Sorry, Hinckley. Vultures visiting Springfield earlier

“A vulture boards an airplane, carrying two dead raccoons. The flight attendant looks at him and says, ‘I’m sorry, sir, only one carrion allowed per passenger.’”

Ohio is chiefly blessed with one species of vulture, the turkey vulture, Cathartes aura. It is the topic of my story.

As many Springfielders know from observing it high overhead, the full-grown turkey vulture is a very large, mainly dark-colored bird- with a wingspread of up to six feet, second in wing extension only to the eagle among Ohio birds. Its weight, however, is no more than four to six pounds.

It is not a pretty bird up close, where it can be identified by its small, bald head, red beak and neck bare of feathers. But when gracefully sailing overhead at some distance from the observer, it is a beautiful sight indeed.

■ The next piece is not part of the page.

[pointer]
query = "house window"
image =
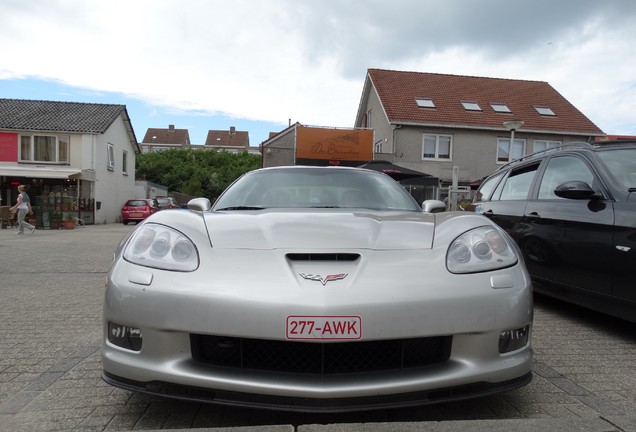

The turkey vulture to me, and to my next-door neighbor Chuck Mihal, is a welcome harbinger of spring.

Along with the appearance in our yards of the little blue flowers we call “squills,” the appearance of turkey vultures sailing overhead and roosting nightly in the Norway pines and sycamores near our houses has become our first clear sign that the deadly rule of winter is ending.

In recent years, Chuck and I have been in a competition to see who can spot the first vultures migrating to Springfield, probably from Texas, to grace us with their presence at least until early April.

This year we observed the first of these visitors on Feb. 14, about the same date as last year. But thereby hangs a tale.

According to Ohio ornithologist Bruce Peterjohn, the migration patterns of Ohio turkey vultures have been changing.

In “The Birds of Ohio,” published 2001, he wrote: “Migrant turkey vultures increased during the 1990s, and have shown a tendency to return earlier to Ohio in recent springs. The first migrants regularly appeared during the first half of March in the 1980s, but small numbers are now observed anywhere in the state by Feb. 15-25, except during severe winters.”

On my street, turkey vultures did not come to roost at all until about 2006, when they showed up in early March. Since then they have come earlier and in larger numbers, until now there are as many as 50 or 60 at the height of their migratory roosting in the neighborhood, a number that diminishes significantly in early April as the molting, mating and nesting seasons arrive.

Peterjohn’s words and my own amateur observations are confirmed by News-Sun naturalist Bill Felker, who on March 18 answered my email query as follows: “The buzzard patterns that I’ve been noticing recently have been quite different from those when I first began taking notes here in the 1980s. The turkey vultures that used to arrive around March 15 now get here in February or never leave.”

These migratory changes must cause some embarrassment to the folks in Hinckley, Ohio, one of six American sites with vulture festivals or events recognized by the Turkey Vulture Society of Oakland, Ky.

Since 1957, Hinckley Twp., south of Cleveland, has been touted as the first place in Ohio for migrating turkey vultures to appear and roost, on March 15, just as swallows return to Capistrano on March 19 or groundhog Phil emerges from his burrow in Punxsutawney, Pa., on Feb. 2.

According to various Cleveland Metropark websites, the turkey vultures’ exact date of arrival is still March 15, with that day’s first buzzard sighting announced by the Official Buzzard Spotter, empowered by his mantra, “No one spots a buzzard until the Official Buzzard Spotter spots one first!” (Cleveland Metroparks, Emerald Necklace, March 2008).

But these Metropark websites, alas, have yet to explain why the Hinckley buzzards, apparently unaffected by migratory change, are so much slower than other Ohio vultures to reach their traditional spring roosting sites.

Could it be that the Hinckley Official Buzzard Spotter, like Lady Justice, is blind, or has gradually been losing his eyesight over the years?

A substantial revision of the behavior of vultures came with experiments showing that contrary to Audubon’s view, they have a keen sense of smell, as the following quotation from the Turkey Vulture Society website reveals: “In one study by David Houston, turkey vultures quickly found (usually within a day) many chicken carcasses placed under the forest canopy, and some of these were even hidden from view with dried leaves.”

Further revealing vultures’ highly developed sense of smell, oil and gas companies have used them in the past and sometimes still use them to find gas leaks, indicated by the vultures’ circling an area above a gas line.

(Ethyl mercapton, a foul-smelling compound added by gas companies to natural gas, is also released by carrion, and thus attracts vultures.)

Paul W. Miller is a retired Wittenberg University English professor.